Cyber liability, relative to other coverage lines, is still within its infancy. To put it in perspective, property and product liability insurance rates are based on 50+ years of claims data. For this type of coverage, there is actuarial confidence in projecting what rates should be assessed to meet the probable chances of loss. For example, a fire will always be a fire – and the potential damage from a fire is a risk which can be reasonably calculated and mitigated. In contrast, within the cyber liability space, not only is there a lack of claims data, but there are new emerging exposures every day.
All insurance policies contain exclusions. Exclusions are the nature of almost every legal contract, and insurance is, at its core, a legal contract. When evaluating any new insurance policy it is always critical to fully understand any exclusions. This is especially true when there is not a standardization or “ISO” (Insurance Services Office) component to the policy. ISO is a governing body of insurance contract language. More likely than not, you’ll find “ISO” somewhere within the margin of the page on many of your policy forms. Cyber policies are particularly important to be wary of as they often lack the ISO accreditation indicating language standardization within the contract.
Common Cyber Liability Exclusions to Avoid:
- End-of-Life Software/Outdated Software – Whether it is proprietary software that was created specifically for the business but never updated or simply a server still running on Windows 95, it is important to understand that insurance companies do not want to cover claims they deem to be related to a piece of software which is not receiving regular maintenance and upgrades.
- Unencrypted Mobile Device/Data – Insurance carriers frequently look at data encryption as a “benchmark” of security. Lack of encryption does not, in and of itself, necessarily mean unsecured data. This exclusion should be avoided by all measures; it emphasizes a need for the insurance carrier to better understand an insured’s data system.
- Bodily Injury Exclusion – A cyber liability policy is not meant to include claims for bodily injury and property damage. However, recent litigation related to cyber breaches has seen an emergence of plaintiffs making “mental anguish” claims. Mental Anguish is a typical general liability coverage component, and since general liability policies exclude cyber liability losses, it is imperative that a cyber liability policy does not exclude third party claims for mental anguish as a result of a cyber liability incident.

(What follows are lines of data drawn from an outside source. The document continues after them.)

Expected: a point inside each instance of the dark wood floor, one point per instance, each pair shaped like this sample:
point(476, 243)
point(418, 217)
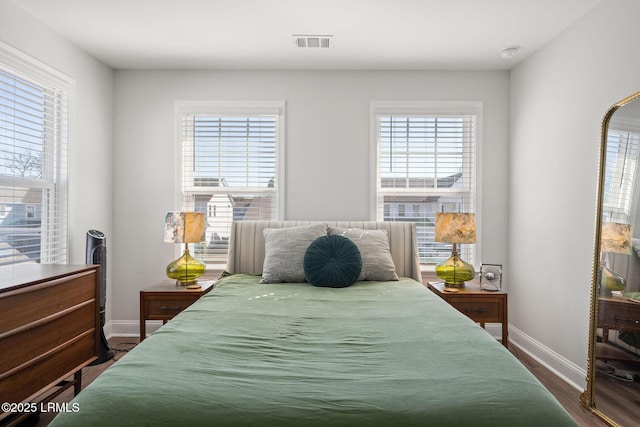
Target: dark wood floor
point(566, 395)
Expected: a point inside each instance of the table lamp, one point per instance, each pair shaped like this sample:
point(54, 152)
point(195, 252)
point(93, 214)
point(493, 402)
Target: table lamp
point(185, 227)
point(614, 238)
point(455, 228)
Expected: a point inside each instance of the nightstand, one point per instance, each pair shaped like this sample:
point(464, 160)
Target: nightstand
point(165, 300)
point(481, 306)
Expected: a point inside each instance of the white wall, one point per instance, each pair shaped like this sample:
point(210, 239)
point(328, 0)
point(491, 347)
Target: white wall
point(327, 152)
point(558, 99)
point(92, 122)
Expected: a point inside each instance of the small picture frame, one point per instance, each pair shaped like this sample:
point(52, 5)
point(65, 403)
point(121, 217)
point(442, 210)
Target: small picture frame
point(491, 277)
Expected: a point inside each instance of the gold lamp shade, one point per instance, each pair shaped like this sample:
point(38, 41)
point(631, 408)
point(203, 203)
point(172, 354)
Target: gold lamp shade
point(614, 238)
point(185, 227)
point(455, 228)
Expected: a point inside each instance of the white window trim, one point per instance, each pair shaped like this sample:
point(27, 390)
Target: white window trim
point(232, 107)
point(426, 108)
point(31, 69)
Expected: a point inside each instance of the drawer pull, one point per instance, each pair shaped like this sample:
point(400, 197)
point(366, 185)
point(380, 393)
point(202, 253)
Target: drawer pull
point(474, 310)
point(624, 319)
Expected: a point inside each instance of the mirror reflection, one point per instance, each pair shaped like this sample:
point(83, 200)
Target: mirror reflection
point(614, 378)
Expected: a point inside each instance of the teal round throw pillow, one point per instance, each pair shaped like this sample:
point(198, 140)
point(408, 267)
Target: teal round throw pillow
point(332, 261)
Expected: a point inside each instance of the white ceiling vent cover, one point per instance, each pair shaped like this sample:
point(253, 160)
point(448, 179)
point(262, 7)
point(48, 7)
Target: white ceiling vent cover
point(313, 40)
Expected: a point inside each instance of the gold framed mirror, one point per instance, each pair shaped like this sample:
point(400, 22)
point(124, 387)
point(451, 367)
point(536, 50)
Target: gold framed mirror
point(613, 371)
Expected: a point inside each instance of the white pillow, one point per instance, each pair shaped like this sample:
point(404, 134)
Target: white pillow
point(377, 263)
point(284, 250)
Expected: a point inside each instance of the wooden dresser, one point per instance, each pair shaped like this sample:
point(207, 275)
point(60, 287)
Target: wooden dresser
point(49, 328)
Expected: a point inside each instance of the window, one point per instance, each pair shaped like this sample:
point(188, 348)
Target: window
point(623, 146)
point(34, 111)
point(425, 162)
point(230, 166)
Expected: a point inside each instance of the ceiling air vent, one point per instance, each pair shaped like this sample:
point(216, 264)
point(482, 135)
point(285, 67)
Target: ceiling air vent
point(313, 40)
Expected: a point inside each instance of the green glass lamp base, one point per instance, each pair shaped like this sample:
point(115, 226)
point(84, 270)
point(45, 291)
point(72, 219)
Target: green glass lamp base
point(186, 269)
point(455, 271)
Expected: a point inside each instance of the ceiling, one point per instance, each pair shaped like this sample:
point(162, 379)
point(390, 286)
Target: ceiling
point(258, 34)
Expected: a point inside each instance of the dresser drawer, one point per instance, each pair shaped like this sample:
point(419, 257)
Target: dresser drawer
point(481, 310)
point(164, 308)
point(614, 314)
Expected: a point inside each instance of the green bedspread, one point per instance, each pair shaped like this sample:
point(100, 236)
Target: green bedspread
point(373, 354)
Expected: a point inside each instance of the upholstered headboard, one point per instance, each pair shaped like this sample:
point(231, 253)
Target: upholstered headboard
point(246, 244)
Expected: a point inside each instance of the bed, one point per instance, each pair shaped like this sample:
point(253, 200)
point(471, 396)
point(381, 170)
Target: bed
point(373, 353)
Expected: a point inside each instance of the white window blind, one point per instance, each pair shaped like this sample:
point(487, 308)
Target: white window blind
point(229, 170)
point(425, 163)
point(33, 169)
point(621, 159)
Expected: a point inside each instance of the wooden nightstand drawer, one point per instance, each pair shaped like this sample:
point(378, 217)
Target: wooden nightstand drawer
point(480, 311)
point(480, 306)
point(161, 308)
point(618, 313)
point(166, 300)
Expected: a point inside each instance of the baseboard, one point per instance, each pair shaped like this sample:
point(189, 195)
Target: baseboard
point(129, 328)
point(566, 370)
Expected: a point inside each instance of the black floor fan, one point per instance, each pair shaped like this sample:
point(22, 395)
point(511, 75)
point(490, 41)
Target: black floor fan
point(97, 254)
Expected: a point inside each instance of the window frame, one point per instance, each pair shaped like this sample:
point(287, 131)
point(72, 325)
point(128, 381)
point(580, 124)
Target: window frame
point(57, 143)
point(232, 108)
point(430, 108)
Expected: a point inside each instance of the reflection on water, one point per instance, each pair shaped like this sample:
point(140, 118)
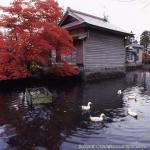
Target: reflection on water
point(62, 124)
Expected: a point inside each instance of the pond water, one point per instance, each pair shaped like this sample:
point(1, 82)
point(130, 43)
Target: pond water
point(62, 124)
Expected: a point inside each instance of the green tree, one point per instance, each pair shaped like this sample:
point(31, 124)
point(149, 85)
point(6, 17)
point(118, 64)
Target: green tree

- Mobile Device Exclusion – Mobiles devices (cell phones, laptops, tablets) are inherently risky since they are considered uncontrolled environments. They can contain confidential data, or have the ability to access secure data networks within a company. Insurance carriers will add this exclusion if mobile devices are not “encrypted.” Encryption is a difficult task for many companies, especially those operating under a “bring your own device” policy. Demonstrating proper controls will help to relieve a company of this exclusion.
- Card Issuer Fines and Penalties Exclusions – To the retail industry, one of the biggest concerns when dealing with a data breach is the potential fines and penalties that could be levied against their organization from the card issuers (VISA, MasterCard, etc.). These fines can easily reach six figures depending on the nature of the breach. Having an exclusion such as this in a cyber policy could result in severe financial impact for an organizaiton.
On the Cutting Edge, Not the Fringe
Lack of ISO accreditation does not mean cyber liability is a “fringe” coverage. It is quite the opposite. Cyber coverage is an important aspect of your organization’s insurance protection plan. However, as a business owner, you should be aware that cyber policies currently lack industry standardization; and knowing this, you need to be able to depend on a brokerage advisor who can discern the level of protection your cyber policy provides.